Given the Cummins case – discussed in case study three – it is crucial to establish that a couple intends for the low-risk spouse to own the home.

Mullette believes that, generally speaking, the fact that a spouse transfers his share of a home to a low-risk spouse generally would be enough to demonstrate the couple’s intention that the property was to be fully owned by that spouse. (Particular circumstances were involved in the Cummins case.)

However, Mullette says that when a home is initially bought solely in the name of the low-risk spouse, it may be beneficial for the couple to have a deed setting out their intentions.
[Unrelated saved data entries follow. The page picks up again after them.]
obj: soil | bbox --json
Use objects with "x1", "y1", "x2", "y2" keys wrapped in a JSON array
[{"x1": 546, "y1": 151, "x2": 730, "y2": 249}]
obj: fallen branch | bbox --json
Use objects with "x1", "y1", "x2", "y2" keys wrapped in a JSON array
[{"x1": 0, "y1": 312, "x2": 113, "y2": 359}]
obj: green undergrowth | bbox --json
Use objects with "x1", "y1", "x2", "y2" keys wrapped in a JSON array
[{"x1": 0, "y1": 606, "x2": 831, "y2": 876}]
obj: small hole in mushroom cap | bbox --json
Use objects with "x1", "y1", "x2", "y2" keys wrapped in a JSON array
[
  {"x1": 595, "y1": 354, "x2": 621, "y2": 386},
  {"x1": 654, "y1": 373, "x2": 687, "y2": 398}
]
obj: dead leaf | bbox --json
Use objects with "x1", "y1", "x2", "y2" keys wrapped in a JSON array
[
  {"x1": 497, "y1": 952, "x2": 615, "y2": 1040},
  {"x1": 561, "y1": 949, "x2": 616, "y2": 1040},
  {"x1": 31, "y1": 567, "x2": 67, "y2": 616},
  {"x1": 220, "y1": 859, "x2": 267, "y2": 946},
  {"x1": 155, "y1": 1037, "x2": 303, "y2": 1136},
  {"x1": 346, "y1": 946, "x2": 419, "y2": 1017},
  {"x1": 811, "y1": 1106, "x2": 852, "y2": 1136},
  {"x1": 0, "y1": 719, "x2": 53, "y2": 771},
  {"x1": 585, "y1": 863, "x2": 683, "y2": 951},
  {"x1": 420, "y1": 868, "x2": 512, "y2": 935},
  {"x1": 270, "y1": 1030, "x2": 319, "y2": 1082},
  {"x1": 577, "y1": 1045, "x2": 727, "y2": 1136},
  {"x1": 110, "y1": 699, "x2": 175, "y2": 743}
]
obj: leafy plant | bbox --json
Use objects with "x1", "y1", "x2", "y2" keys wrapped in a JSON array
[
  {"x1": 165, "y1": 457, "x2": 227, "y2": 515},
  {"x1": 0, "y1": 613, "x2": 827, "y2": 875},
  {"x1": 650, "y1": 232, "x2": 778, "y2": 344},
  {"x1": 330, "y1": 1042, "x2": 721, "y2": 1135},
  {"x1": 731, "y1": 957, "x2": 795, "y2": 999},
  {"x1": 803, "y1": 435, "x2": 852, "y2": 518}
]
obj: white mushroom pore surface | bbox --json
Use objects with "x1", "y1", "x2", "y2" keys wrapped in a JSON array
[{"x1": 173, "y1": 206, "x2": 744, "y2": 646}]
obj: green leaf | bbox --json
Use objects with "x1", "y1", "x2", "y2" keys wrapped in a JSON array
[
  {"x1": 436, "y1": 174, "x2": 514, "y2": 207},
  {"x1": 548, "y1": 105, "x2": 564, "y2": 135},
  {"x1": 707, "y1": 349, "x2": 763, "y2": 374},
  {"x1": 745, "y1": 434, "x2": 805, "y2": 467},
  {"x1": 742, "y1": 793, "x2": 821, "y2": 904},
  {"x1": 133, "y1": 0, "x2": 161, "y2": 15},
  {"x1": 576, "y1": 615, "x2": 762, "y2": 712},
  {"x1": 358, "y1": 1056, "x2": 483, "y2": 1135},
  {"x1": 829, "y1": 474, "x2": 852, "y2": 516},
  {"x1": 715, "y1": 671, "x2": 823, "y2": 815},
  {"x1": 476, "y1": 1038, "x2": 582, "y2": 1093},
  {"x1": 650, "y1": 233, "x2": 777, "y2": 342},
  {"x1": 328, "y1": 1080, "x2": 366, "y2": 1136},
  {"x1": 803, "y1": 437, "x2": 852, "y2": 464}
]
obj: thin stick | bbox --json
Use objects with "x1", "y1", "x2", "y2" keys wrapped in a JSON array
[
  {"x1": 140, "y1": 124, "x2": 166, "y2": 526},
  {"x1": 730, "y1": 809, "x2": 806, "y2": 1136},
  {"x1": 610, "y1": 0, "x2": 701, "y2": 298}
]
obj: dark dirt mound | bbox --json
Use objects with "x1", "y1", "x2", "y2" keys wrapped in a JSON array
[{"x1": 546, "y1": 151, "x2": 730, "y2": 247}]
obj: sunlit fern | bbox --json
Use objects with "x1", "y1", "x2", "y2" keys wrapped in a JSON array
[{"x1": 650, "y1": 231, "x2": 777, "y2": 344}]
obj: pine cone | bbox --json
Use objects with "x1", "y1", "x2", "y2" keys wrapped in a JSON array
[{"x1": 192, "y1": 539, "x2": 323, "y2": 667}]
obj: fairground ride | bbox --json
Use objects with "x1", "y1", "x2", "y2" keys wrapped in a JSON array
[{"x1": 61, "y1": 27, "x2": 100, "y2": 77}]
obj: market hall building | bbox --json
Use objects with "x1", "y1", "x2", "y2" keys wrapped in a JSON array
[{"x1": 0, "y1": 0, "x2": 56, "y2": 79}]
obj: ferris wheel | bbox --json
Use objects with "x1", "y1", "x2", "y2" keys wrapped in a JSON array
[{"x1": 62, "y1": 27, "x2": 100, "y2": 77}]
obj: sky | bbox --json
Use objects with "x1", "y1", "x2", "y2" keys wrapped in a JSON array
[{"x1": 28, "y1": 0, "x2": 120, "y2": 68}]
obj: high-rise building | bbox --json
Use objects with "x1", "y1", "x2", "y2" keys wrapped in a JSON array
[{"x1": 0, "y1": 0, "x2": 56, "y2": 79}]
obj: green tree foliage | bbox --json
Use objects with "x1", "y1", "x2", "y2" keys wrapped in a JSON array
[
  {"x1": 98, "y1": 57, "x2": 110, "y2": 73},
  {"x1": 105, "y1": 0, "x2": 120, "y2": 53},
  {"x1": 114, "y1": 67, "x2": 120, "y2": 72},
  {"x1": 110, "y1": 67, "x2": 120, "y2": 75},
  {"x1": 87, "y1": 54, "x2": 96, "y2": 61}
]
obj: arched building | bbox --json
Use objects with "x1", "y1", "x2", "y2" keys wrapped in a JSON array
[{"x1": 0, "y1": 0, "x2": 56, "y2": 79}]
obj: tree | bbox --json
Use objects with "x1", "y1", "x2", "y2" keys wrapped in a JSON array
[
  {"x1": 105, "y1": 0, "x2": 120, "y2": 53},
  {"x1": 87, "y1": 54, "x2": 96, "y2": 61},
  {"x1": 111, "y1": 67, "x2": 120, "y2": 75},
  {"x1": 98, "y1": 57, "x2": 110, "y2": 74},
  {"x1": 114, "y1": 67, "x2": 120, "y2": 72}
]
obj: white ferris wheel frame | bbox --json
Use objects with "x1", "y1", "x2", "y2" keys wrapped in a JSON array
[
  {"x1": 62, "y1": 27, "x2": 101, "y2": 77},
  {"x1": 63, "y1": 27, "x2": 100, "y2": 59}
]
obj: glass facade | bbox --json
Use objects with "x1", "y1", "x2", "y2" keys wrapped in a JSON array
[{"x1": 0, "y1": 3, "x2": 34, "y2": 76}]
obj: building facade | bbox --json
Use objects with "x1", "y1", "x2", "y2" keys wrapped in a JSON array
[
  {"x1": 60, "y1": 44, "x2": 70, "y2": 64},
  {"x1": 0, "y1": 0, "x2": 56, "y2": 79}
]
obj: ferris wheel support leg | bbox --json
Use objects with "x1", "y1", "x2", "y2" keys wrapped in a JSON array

The deed could also state that any money the husband is contributing to his wife is a gift. “This is to avoid the risk of a court inferring that the intention was for each to have a half interest in the property,” he adds.

Mullette says it is quite common for bankrupt business people to lose their home if adequate asset protection strategies had not been adopted.

7. Investment properties at risk

Case study: An entrepreneur went bankrupt after his business collapsed and the trustee in bankruptcy is pursuing his interest in several investment properties jointly owned with his non-bankrupt spouse.

Outcome: This action is not yet concluded but Stephen Mullette of Matthews Folbigg Lawyers makes the point that ownership of the properties could have been preserved had the properties been held in a correctly structured discretionary trust. (See case study two regarding the importance of having a corporate rather than individual trustees.)

Lessons: Consider holding at risk assets in a discretionary trust. Mullette describes the use of discretionary trusts as a simple way of separating yourself from your assets to gain some degree of asset protection.

Mullette says there is no “bullet-proof” strategy to protect your assets from creditors.  And he emphasises that there is no transaction that cannot be effectively pulled apart, depending upon the circumstances.